新たな一歩を踏み出した[Champagne]時代の最高傑作。
・全体的な感想
UKロックに影響を受けたサウンドが魅力的な彼らの4thアルバム。
改名前のラストアルバムとなりますね。
本作は打ち込みやジャズ、
メロコアなどの要素も吸収した意欲的な一枚に仕上がっていました。
今までの[champange]にはなかったドラムのリズムやリフの雰囲気が印象的ですね。
「Ho!」の間奏で聞かせるヘヴィーなギターの掛け合いなど、とにかく攻めているのが伺えます。
打ち込みを取り入れた[champange]流デジタルロックナンバーの「Stimulator」、キレのいいギターと浮遊感を含んだギターリフとの掛け合いが心地いい「Kick&Spin」と新たなアプローチも目立っています。
また、サウンドに関してもよりポップで強靭さが増したと思います。
各楽器との掛け合いで聞かせたり、ドラムのリズムに軽快さが増していたり。
聞くことの楽しさにも重きを置いているのがポイント。
[champange]のスタイリッシュなロックがポップの良さも兼ね備えたことで進化を遂げています。
歌詞については、彼らの力強い想いが如実に表れています。
常に高みを目指す彼らならではの決意が感じられるフレーズに満ちていると感じました。
どんなに批判があっても、決して立ち止まるわけには行かない―。
サウンドの変化や歌詞の内容など、今の彼らの強さが表現された1枚と言えるでしょう。
・全曲レビュー
1.Rise
ピアノの
アルペジオからバンドサウンドへの移行が印象的なロックナンバー。
力強くポップなドラムのリズムと小気味良く掻き鳴らされるギターサウンドが痛快。
ダンスミュージックの要素も取り入れているのが[champange]の曲にしては新鮮です。
タイトルは直訳すると「立ち上がれ」。

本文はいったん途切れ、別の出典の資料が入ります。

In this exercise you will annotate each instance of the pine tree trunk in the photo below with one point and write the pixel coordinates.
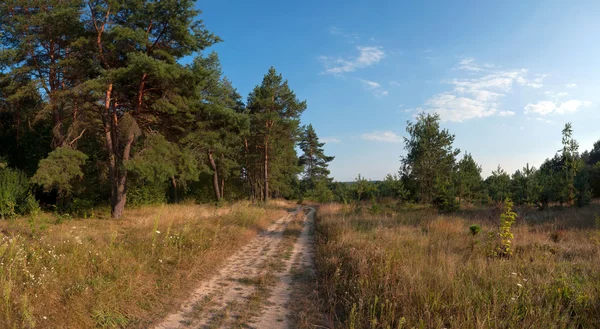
(266, 192)
(175, 196)
(215, 176)
(222, 188)
(121, 187)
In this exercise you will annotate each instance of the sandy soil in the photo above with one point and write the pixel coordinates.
(253, 289)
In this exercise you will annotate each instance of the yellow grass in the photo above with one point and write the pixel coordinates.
(418, 269)
(101, 273)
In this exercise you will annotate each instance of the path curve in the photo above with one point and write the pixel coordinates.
(253, 289)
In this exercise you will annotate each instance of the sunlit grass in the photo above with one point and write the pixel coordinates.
(100, 273)
(423, 270)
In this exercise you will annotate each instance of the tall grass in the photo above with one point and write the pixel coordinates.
(94, 273)
(418, 269)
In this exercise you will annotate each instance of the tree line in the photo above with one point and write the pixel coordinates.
(432, 171)
(96, 107)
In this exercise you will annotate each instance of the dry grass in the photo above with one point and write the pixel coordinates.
(418, 269)
(95, 273)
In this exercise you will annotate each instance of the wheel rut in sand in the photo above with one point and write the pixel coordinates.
(253, 288)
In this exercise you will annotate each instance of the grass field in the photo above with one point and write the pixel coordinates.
(57, 272)
(385, 268)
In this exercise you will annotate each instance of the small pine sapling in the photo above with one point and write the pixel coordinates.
(507, 219)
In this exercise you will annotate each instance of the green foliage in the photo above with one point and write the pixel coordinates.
(60, 170)
(14, 187)
(507, 219)
(430, 157)
(474, 229)
(363, 189)
(445, 199)
(469, 182)
(319, 193)
(583, 191)
(498, 185)
(392, 186)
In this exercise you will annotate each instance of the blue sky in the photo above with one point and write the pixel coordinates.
(504, 75)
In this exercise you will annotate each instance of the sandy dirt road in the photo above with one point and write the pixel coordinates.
(253, 288)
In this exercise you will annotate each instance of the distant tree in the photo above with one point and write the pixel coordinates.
(468, 178)
(43, 43)
(363, 188)
(524, 187)
(218, 124)
(498, 185)
(571, 161)
(60, 171)
(138, 83)
(315, 179)
(592, 157)
(274, 120)
(393, 186)
(313, 159)
(430, 160)
(552, 181)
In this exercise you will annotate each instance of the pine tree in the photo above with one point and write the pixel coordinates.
(274, 117)
(140, 84)
(468, 178)
(313, 159)
(430, 160)
(571, 160)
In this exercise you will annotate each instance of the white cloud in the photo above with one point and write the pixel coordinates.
(370, 84)
(375, 87)
(506, 113)
(480, 96)
(548, 107)
(554, 94)
(541, 108)
(382, 136)
(454, 108)
(367, 56)
(469, 64)
(351, 37)
(330, 140)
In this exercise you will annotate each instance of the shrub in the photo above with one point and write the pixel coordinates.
(14, 186)
(507, 219)
(60, 170)
(474, 229)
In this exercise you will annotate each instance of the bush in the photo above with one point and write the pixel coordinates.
(14, 186)
(446, 203)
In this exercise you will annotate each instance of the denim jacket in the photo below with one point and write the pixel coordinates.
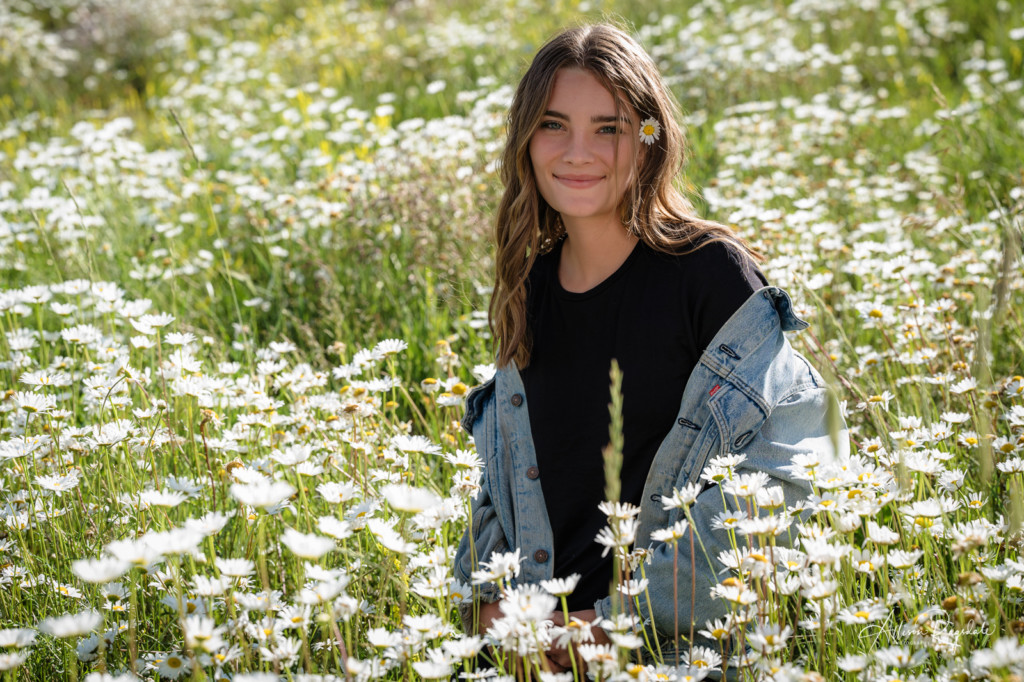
(751, 393)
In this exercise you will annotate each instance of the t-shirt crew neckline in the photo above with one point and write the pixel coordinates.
(561, 292)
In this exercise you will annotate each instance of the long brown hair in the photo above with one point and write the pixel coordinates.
(653, 208)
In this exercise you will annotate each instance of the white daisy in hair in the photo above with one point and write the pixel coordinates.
(650, 130)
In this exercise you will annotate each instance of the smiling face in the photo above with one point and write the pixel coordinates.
(584, 156)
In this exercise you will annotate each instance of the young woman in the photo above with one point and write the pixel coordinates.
(600, 257)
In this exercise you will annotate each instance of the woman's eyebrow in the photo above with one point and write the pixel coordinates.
(593, 119)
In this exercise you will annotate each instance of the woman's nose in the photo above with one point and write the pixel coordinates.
(578, 148)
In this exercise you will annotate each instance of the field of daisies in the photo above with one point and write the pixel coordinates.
(244, 268)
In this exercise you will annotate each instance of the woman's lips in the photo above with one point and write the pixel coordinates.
(579, 181)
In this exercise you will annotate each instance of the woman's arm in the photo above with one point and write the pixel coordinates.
(483, 538)
(797, 425)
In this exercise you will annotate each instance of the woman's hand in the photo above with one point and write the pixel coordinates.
(491, 611)
(561, 658)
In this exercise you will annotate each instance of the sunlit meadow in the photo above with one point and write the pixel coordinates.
(245, 262)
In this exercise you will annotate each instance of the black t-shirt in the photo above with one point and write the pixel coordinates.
(655, 314)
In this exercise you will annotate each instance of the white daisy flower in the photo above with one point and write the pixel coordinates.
(650, 130)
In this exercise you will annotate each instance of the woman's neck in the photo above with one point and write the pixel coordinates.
(591, 253)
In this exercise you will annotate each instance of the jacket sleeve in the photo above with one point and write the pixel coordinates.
(797, 424)
(484, 535)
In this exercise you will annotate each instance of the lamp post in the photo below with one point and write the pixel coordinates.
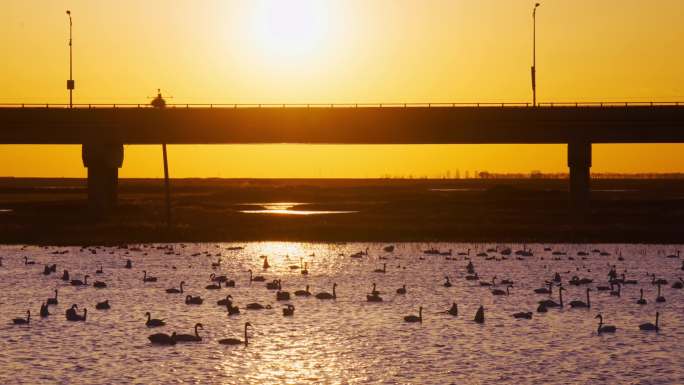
(534, 55)
(70, 82)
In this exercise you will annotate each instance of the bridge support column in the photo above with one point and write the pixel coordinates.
(103, 161)
(579, 162)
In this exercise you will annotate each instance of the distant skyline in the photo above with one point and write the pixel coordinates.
(341, 51)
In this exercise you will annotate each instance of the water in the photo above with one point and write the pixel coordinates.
(346, 341)
(285, 208)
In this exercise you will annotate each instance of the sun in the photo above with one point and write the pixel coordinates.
(286, 29)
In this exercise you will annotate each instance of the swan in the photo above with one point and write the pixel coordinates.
(479, 315)
(23, 321)
(604, 328)
(44, 311)
(303, 293)
(282, 295)
(522, 314)
(649, 326)
(660, 298)
(190, 300)
(71, 314)
(53, 301)
(190, 337)
(618, 292)
(641, 300)
(232, 310)
(447, 282)
(153, 322)
(220, 278)
(173, 290)
(413, 318)
(578, 303)
(325, 295)
(163, 339)
(148, 279)
(374, 296)
(78, 282)
(235, 341)
(470, 267)
(288, 311)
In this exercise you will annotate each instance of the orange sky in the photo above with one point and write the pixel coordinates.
(341, 51)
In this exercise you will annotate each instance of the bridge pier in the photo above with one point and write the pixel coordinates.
(579, 162)
(103, 161)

歌詞も含め、アルバムの幕開けに相応しい1曲。
2.Stimulator
打ち込みを大胆に取り入れた[champange]流のデジタルロック。
いつも以上にキレのいいギターサウンドと相まって、非常にカッコいい。
間奏における近未来的な雰囲気を感じさせる音使いも圧巻と言いますか。
3.Starrrrrrr
GEROCKの炭酸音とバンドサウンドが織り成す、爽やかなギターロックナンバー。
彼らにとって新たな試みなんですけど、上手く昇華している印象を受けました。
掻き鳴らされるアコギと炭酸音のイントロから爽快感が半端ないんですね。
Aメロ~Bメロの穏やかな展開もサビの盛り上がりに寄与している感じ。
開放感たっぷりのサビは聞いているだけで気持ちがいい。
また、間奏の激情的なギターソロも圧巻。
シンプルながらも、しっかりと聞かせてくれる演奏がグッド。
「今を生き抜いていけ」というメッセージが込められた歌詞も印象的。
真っ直ぐな楽曲、サウンドも含めて前向きな1曲になっています。
4.Kick&Spin
ギター同士の掛け合いが非常に爽快な1曲。
キレのいいギターサウンドとどこか浮遊したギターリフ・・・
まるで、タイトルの「蹴って回して」を音で表現しているかのようです。
サウンドにおける表現力の向上を感じずにはいられません。
5.涙がこぼれそう
ギター、ベース、ドラムが織り成すバンドサウンドが美しいロックバラード。
彼らの楽曲の中で最も美メロとも言える仕上がりです。
それでいて、ギターを効かせているのが彼ららしいと言いますか。
演奏テクニックよりも、シンプルに音と歌で楽しませようとしているのが伺えました。
何より、驚いたのが完成度の高さなんですよ。
今まで以上に洗練された演奏とメロディが心に沁みてきます。
歌詞は面倒くさい性格の「僕」が「君」だけを笑わせようと奮闘する姿が描かれています。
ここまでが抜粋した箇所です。